Description
Bugzilla Link | 51930 |
Version | unspecified |
OS | Windows NT |
CC | @JDevlieghere |
Extended Description
A variety of configuration and design decisions have resulted in a situation that, if you build for debug (i.e., -DCMAKE_BUILD_TYPE=Debug
) and try to execute the tests on Windows, most of them will fail.
Steps to Reproduce
cmake -GNinja -DCMAKE_BUILD_TYPE=Debug -DLLVM_ENABLE_PROJECTS="clang;lld;lldb" -DLLVM_TARGETS_TO_BUILD=X86 ..\..\llvm-project\llvm
ninja check-lldb
Result
Over 900 of the tests will fail.
Many tests will give a Python stack trace with an access violation or this error:
ImportError: cannot import name 'lldb' from partially initialized module 'lldb' (most likely due to a circular import) (D:\src\llvm\build\ninja_dbg\Lib\site-packages\lldb_init.py)
(These are actually the best clue as to what's going on.)
For many more tests, the generated output is wrong, so apparent symptom is a filecheck miscompare. (If you try to reproduce these outside of lit, the output will likely be correct and the test will pass. See Workaround for details.)
A few tests hang.
Cause
Two different versions of the Python in the same process, each of which is built against a different version of the C run-time library DLLs.
Here's how this happens:
-
Ninja starts a process running Lit in the regular Python interpreter.
-
Lit starts a process to run dotest in Python interpreter.
-
The dotest.py script imports the lldb module.
-
The lldb module's SWIG-generated
__init__
in turn tries to import _lldb. -
In release builds _lldb is a Windows DLL called _lldb.pyd produced from the SWIG bindings. In debug builds, the DLL is called _lldb_d.pyd.
After SWIG 3.0.9, the template to generate the lldb module's
__init__
had to change a bit (because newer versions of SWIG required changes). As a result, the__init__
method no longer distinguishes between _lldb and _lldb_d.Our CMake builds originally adapted by creating a filesystem link from _lldb.pyd to the actual _lldb.pyd or _lldb_d.pyd as appropriate. This didn't work reliably (possibly because of differences in the implementations of symlink from GnuWin32 and git).
Nowadays the correct DLL is copied to _lldb.pyd. Note, however, that the copy and silently fail.
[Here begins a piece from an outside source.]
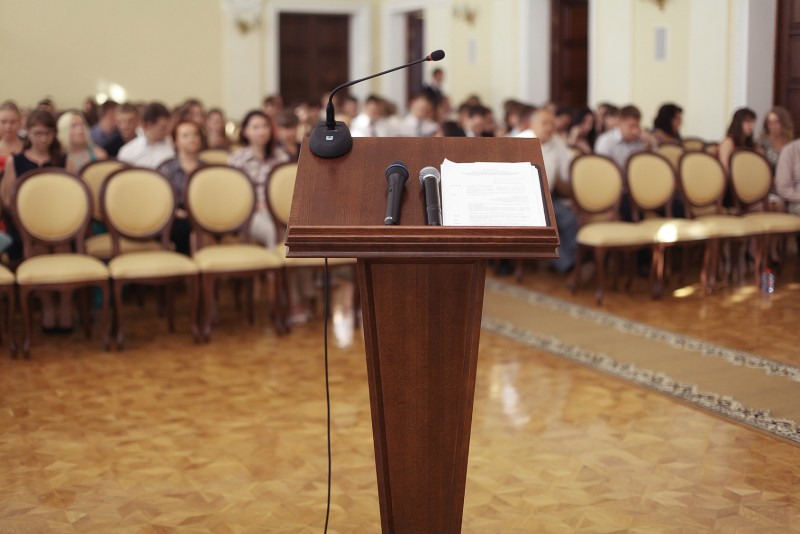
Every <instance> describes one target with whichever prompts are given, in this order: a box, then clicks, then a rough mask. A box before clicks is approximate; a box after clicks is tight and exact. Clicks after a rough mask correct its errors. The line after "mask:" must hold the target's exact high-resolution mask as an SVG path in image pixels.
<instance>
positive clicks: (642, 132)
mask: <svg viewBox="0 0 800 534" xmlns="http://www.w3.org/2000/svg"><path fill="white" fill-rule="evenodd" d="M641 121H642V114H641V112H640V111H639V108H637V107H636V106H625V107H624V108H622V109H621V110H620V111H619V123H618V124H617V127H616V128H614V129H613V130H611V131H608V132H606V133H604V134H603V135H601V136H600V137H599V138H598V139H597V142H596V143H595V148H594V151H595V154H599V155H601V156H607V157H609V158H611V159H612V160H614V162H615V163H616V164H617V165H618V166H619V168H620V169H625V166H626V165H627V164H628V158H630V157H631V156H632V155H634V154H636V153H638V152H644V151H646V150H651V149H652V148H653V146H652V139H651V138H650V136H648V135H647V133H646V132H644V131H642V125H641Z"/></svg>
See Notes.
-
Using the now-loaded lldb module to get the SBAPI, dotest.py creates and instance of LLDB (the actual debugger), which runs in the same process as dotest.py.
-
That LLDB instance has its own statically-linked Python interpreter embedded. Thus the process now has two instances of Python: one running dotest.py and one inside the LLDB instance.
If those two instances don't match, e.g., if one is "release" and the other is "debug", or one is 3.7 and the other 3.8, misery ensures.
Workaround
You can exercise the tests with a "release" build, but you will miss some bugs because release builds disable assertions in core llvm libraries.
For individual dotest.py tests, you can bypass Ninja and Lit and explicitly launch dotest.py in the debug version of Python (i.e., python_d.exe
instead of python.exe
). For example:
"C:/Program Files/Python38/python_d.exe" \
D:/src/llvm/llvm-project/lldb\test\API\dotest.py \
[options elided] \
-p TestDynamicValue.py
Solution
None found. I recommend we modify our CMake scripts to warn when CMAKE_BUILD_TYPE is Debug, the target platform is Windows, and LLVM_ENABLE_PROJECTS includes lldb.
Notes
Failure to Copy
The copy of either _lldb.pyd or _lldb_d.pyd to _lldb.pyd can fail. In particular, I've seen this happen when a zombie process from a previous test run holds the older file locked. For reasons I haven't discovered, failure of the copy doesn't fail the build. You're left with a previous build of _lldb.pyd, which can make for difficult-to-debug problems.
Python Detection Churn
In the past year or two, we've had a lot of churn in how CMake finds Python for llvm generally and for specifically for lldb. In hindsight, I think a lot of the problems I experienced with those changes were because the test process ended up with two different versions of Python, each linked against a different version of the CRT, even when they were both release builds.